A Map of Human Experience

Most books that deal with metaphysics or consciousness are written by people who like to tell others what they have found. We get an individual interpretation magnified and glorified. There seems to be quite a market for such books, which I suppose must mean there is a taste for them. Tales of the Dervishes, a book which contains Teaching Stories from Sufi Masters, is very short on interpretation of Reality, or descriptions of Reality, or categorizations of Reality, and very long on the means to develope one's own perception and understanding. In these pages we find animals and Kings, beggars and fools, a princess, the water of life and many other familar characters and subjects. Watching themes develope and characters interact is like watching a map of human experience slowly develop. What emerges is that you have just been shown yourself.

Tales of the dervishes are valuable instruments

The more I read these tales, the more I realize that they they do more than simply point the limitations of certain ways of thinking. They also point to alternative ways of approaching life and the experiences offered during a lifetime. Each time I read it, the book offers me new insights, always helping me move to fresh realizations. I cannot overemphasize how these tales have enabled me to focus and orient my mind so as to make it more receptive.

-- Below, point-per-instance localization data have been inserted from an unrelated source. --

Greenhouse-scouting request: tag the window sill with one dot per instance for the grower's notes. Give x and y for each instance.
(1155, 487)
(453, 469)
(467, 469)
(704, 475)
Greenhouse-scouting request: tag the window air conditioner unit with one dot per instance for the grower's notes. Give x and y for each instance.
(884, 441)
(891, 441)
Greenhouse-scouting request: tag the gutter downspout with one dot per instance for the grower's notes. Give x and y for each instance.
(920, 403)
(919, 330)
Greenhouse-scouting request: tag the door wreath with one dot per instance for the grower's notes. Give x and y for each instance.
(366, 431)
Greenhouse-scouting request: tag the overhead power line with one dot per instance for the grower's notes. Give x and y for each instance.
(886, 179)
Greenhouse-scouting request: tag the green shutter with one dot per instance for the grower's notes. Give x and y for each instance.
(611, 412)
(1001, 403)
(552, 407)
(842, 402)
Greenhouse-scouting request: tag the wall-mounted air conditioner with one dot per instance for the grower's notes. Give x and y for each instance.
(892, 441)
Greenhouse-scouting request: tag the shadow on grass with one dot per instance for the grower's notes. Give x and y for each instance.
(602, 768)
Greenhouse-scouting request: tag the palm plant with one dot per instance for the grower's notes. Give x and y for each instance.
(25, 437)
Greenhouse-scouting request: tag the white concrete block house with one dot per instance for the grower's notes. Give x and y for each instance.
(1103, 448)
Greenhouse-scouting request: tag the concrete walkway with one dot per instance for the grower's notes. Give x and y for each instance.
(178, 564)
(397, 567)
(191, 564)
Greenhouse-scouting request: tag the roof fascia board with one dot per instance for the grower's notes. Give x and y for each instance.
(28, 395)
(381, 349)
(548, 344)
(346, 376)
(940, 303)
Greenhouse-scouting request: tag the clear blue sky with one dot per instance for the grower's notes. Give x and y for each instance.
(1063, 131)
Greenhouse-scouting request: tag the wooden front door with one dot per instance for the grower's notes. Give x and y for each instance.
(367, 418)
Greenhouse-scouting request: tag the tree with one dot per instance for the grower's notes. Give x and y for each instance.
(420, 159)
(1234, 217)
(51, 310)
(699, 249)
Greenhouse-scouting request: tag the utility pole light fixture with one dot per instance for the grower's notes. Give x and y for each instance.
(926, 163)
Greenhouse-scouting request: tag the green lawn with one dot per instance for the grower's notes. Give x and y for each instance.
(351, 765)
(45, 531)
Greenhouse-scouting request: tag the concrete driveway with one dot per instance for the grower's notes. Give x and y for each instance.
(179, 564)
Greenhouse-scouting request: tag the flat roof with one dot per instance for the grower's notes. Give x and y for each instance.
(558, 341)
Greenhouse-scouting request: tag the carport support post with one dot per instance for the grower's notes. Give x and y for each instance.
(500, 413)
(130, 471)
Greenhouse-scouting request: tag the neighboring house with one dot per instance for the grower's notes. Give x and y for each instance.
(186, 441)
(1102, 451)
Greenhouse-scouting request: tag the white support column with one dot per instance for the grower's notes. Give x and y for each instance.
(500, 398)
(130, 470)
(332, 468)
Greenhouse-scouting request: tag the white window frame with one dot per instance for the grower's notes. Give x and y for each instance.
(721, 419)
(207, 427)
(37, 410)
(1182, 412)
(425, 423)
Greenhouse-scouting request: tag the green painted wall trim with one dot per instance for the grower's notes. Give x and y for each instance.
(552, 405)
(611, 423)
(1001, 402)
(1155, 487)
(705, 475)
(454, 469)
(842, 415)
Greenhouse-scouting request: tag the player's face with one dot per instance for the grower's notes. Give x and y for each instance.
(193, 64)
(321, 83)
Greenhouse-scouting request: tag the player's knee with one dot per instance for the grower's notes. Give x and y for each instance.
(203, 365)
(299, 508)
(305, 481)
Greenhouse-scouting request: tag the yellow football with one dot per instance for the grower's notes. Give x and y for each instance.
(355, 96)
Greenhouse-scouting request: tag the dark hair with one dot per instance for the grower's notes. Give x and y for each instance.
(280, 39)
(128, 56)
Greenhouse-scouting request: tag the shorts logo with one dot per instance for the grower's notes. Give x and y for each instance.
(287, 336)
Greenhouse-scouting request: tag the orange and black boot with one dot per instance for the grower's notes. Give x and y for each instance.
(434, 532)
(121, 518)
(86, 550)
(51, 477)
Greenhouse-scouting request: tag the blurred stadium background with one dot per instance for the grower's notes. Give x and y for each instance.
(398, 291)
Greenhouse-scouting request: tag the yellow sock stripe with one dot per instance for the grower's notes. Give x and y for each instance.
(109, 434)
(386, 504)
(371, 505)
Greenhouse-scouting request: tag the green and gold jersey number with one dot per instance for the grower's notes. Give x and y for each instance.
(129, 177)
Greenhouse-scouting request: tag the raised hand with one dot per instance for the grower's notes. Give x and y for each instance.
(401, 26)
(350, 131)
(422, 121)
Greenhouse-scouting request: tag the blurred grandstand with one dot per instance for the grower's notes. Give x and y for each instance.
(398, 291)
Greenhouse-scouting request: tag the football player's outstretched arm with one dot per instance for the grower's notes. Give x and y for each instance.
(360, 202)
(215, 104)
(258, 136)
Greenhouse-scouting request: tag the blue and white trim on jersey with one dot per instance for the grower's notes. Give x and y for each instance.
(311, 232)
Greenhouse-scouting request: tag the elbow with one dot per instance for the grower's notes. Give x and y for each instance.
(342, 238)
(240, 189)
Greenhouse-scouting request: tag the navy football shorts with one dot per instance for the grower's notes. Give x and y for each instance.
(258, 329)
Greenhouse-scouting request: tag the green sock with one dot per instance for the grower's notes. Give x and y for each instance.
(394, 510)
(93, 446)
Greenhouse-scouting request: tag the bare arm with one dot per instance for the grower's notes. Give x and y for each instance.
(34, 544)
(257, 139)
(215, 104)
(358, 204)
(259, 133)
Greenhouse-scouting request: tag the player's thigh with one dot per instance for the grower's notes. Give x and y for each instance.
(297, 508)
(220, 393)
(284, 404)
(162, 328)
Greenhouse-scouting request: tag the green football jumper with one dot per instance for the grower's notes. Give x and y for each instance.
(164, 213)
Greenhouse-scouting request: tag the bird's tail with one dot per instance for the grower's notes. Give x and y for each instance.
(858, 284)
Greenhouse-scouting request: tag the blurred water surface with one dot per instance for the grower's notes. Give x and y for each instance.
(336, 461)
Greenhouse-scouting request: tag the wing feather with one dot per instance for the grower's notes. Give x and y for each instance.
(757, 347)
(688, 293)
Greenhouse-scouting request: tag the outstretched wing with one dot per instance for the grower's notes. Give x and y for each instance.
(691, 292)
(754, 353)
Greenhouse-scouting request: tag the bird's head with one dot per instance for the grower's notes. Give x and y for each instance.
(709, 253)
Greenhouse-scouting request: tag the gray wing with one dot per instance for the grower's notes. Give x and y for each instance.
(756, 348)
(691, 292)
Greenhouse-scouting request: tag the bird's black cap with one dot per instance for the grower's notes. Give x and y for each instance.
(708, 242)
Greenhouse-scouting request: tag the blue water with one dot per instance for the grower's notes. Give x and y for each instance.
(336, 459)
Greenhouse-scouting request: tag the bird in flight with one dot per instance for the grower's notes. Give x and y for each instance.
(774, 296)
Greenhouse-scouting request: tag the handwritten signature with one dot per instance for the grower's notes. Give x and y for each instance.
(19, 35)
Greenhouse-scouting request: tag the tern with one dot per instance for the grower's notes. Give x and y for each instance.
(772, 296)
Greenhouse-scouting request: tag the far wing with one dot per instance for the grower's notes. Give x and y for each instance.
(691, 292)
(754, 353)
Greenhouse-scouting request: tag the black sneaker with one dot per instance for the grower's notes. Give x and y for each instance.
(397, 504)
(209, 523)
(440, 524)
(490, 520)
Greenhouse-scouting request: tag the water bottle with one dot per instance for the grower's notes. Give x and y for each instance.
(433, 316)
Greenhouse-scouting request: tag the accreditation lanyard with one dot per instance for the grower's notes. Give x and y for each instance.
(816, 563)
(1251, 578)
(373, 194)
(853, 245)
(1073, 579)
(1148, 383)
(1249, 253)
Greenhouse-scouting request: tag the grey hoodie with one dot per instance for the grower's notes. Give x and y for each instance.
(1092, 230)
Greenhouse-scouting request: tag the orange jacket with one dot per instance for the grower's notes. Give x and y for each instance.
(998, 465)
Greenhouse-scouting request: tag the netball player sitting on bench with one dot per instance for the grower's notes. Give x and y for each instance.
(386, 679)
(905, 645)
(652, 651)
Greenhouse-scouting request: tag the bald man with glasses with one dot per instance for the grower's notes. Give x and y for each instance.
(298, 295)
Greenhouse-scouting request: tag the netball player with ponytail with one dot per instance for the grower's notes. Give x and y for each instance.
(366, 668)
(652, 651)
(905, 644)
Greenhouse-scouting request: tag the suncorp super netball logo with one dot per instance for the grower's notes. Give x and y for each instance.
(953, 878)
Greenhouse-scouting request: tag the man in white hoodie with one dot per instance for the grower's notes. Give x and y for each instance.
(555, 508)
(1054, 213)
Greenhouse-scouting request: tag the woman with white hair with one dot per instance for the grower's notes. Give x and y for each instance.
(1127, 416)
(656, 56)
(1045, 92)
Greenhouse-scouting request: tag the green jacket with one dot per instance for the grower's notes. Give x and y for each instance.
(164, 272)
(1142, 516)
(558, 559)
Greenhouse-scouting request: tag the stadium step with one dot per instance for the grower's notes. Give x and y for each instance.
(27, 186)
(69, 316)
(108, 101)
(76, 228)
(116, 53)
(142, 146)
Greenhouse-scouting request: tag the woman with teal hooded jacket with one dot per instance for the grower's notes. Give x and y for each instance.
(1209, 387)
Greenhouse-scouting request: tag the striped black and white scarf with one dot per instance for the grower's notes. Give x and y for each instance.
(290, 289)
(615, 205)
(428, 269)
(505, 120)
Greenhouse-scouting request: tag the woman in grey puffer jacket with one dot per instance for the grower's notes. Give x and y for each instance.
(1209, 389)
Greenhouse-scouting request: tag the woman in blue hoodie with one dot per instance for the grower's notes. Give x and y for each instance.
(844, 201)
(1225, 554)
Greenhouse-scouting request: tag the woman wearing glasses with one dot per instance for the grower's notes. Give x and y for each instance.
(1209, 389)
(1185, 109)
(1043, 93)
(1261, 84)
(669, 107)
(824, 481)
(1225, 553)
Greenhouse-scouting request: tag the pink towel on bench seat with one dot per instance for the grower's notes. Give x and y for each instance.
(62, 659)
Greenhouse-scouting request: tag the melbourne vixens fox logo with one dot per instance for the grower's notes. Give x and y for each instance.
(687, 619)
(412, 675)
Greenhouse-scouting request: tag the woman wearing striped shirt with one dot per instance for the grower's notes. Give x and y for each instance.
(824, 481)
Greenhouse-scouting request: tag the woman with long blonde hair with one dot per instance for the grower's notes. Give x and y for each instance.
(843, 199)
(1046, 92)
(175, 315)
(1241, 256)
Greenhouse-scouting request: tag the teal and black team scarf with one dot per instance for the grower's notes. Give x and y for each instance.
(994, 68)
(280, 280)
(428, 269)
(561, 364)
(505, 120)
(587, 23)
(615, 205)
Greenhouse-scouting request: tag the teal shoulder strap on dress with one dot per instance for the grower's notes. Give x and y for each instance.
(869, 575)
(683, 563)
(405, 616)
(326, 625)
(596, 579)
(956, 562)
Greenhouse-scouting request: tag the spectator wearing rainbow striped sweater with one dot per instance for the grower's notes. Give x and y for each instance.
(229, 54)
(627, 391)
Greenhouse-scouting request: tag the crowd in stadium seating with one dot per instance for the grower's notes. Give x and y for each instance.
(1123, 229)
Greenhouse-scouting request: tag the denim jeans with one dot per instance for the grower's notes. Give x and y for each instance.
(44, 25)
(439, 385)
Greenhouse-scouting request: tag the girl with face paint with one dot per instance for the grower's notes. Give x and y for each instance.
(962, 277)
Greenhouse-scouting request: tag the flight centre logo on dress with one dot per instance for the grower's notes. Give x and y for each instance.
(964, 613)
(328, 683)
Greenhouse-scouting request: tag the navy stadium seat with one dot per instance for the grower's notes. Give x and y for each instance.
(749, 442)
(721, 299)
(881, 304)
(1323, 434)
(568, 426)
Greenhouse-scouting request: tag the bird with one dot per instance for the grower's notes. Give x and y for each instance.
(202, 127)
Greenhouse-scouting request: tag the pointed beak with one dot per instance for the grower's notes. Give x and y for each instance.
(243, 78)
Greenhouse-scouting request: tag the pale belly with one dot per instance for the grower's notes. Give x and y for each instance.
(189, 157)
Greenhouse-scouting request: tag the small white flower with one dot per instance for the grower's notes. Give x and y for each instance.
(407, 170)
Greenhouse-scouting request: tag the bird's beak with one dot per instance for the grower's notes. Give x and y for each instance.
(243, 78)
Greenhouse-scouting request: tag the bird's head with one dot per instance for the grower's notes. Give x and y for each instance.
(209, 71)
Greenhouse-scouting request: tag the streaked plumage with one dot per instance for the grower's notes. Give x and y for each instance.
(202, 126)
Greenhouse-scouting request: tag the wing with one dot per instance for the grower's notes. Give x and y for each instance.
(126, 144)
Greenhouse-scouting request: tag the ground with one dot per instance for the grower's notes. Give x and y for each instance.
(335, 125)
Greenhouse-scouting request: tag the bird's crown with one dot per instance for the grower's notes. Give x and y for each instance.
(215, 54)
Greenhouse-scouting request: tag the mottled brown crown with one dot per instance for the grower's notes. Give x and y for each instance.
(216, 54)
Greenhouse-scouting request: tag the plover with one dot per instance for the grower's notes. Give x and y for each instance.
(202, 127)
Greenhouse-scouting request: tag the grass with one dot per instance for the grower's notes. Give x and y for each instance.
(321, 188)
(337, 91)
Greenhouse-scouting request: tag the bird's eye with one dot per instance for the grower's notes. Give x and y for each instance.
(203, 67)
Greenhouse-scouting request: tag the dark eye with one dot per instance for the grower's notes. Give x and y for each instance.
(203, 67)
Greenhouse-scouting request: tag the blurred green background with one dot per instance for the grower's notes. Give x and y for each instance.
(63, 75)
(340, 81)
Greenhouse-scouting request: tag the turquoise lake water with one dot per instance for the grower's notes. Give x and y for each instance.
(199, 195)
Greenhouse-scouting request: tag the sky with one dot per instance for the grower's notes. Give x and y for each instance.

The stories in this collection are thus not only enjoyable reads, they are valuable instruments as well. I strongly recommend this book.

The most beautiful stories I've ever read

I first read TALES OF THE DERVISHES thirty years ago, and I've been re-reading them ever since. My daughter preferred these ancient stories to the standard Western fairy tales at bedtime, asking me to read them to her over and over again, which delighted me because I too found them spellbinding. It's easy to understand why they've endured a thousand years because they are perhaps the most beautiful and intriguing examples of the storytelling art that I've ever encountered.